Communication-efficient decentralized sequential detection

The problem of decentralized sequential detection is studied in this thesis, where local sensors are memoryless, receive independent observations, and no feedback from the fusion center. In addition to traditional criteria of detection delay and error probability, we introduce a new constraint: the number of communications between local sensors and the fusion center. This metric is able to reflect both the cost of establishing communication links as well as overall energy consumption over time. A new formulation for communication-efficient decentralized sequential detection is proposed where the overall detection delay is minimized with constraints on both error probabilities and the communication cost. Two types of problems are investigated based on the communication-efficient formulation: decentralized hypothesis testing and decentralized change detection. In the former case, an asymptotically person-by-person optimum detection framework is developed, where the fusion center performs a sequential probability ratio test based on dependent observations. The proposed algorithm utilizes not only reported statistics from local sensors, but also the reporting times. The asymptotically relative efficiency of proposed algorithm with respect to the centralized strategy is expressed in closed form. When the probabilities of false alarm and missed detection are close to one another, a reduced-complexity algorithm is proposed based on a Poisson arrival approximation. In addition, decentralized change detection with a communication cost constraint is also investigated.

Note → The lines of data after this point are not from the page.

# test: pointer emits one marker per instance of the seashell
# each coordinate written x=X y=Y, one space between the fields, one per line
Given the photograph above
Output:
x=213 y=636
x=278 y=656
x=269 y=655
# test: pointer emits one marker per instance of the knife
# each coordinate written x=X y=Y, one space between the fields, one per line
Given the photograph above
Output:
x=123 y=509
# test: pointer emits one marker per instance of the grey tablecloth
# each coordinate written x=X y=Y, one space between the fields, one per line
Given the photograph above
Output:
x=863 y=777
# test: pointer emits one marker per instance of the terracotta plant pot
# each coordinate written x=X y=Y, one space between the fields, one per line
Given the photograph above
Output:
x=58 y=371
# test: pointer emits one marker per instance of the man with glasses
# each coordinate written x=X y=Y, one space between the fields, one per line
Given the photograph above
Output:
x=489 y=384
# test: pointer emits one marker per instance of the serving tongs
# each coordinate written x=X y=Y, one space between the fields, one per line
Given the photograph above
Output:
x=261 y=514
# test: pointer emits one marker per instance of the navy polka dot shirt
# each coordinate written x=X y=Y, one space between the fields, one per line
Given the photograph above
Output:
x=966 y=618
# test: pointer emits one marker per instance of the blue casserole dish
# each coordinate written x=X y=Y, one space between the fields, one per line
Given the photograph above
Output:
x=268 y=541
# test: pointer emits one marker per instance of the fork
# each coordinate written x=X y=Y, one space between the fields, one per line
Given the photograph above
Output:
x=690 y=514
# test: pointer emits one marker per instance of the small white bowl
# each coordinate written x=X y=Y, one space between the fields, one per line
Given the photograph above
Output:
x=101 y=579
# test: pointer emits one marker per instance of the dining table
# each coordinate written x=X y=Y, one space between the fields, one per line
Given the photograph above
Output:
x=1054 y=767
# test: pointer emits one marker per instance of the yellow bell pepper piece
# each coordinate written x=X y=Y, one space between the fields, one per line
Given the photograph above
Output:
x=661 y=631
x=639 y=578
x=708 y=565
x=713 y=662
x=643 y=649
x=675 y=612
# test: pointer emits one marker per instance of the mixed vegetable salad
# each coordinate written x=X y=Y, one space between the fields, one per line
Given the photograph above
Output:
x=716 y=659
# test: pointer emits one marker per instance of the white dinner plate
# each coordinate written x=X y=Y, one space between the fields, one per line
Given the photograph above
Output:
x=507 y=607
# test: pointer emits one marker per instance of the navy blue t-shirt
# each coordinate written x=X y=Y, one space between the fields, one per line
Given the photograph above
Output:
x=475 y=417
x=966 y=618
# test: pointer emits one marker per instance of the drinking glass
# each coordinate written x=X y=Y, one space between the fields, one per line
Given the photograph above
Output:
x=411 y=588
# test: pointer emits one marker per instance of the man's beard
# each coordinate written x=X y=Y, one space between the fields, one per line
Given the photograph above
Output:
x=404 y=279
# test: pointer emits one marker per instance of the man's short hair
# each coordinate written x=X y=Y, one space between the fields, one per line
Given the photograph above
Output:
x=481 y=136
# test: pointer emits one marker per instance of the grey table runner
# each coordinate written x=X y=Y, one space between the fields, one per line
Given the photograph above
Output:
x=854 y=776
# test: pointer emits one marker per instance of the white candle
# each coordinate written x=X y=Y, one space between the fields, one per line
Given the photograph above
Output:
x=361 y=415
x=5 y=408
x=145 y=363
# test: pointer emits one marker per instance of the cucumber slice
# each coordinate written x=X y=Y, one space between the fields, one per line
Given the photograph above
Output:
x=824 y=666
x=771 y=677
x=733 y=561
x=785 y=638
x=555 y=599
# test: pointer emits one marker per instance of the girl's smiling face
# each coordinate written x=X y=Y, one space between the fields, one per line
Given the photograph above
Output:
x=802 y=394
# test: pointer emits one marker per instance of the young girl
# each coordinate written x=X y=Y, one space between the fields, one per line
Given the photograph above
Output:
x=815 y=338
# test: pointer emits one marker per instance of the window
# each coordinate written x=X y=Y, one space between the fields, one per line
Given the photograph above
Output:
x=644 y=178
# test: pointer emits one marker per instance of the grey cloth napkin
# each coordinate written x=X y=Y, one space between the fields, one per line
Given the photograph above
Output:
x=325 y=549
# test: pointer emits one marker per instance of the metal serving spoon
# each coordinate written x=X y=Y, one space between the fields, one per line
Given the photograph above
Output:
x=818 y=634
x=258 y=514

A person-by-person optimum change detection algorithm is proposed, where transmissions of sensing reports are modeled as a Poisson process. The optimum threshold value is obtained through dynamic programming. An alternative method with a simpler fusion rule is also proposed, where the threshold values in the algorithm are determined by a combination of sequential detection analysis and constrained optimization. In both decentralized hypothesis testing and change detection problems, tradeoffs in parameter choices are investigated through Monte Carlo simulations.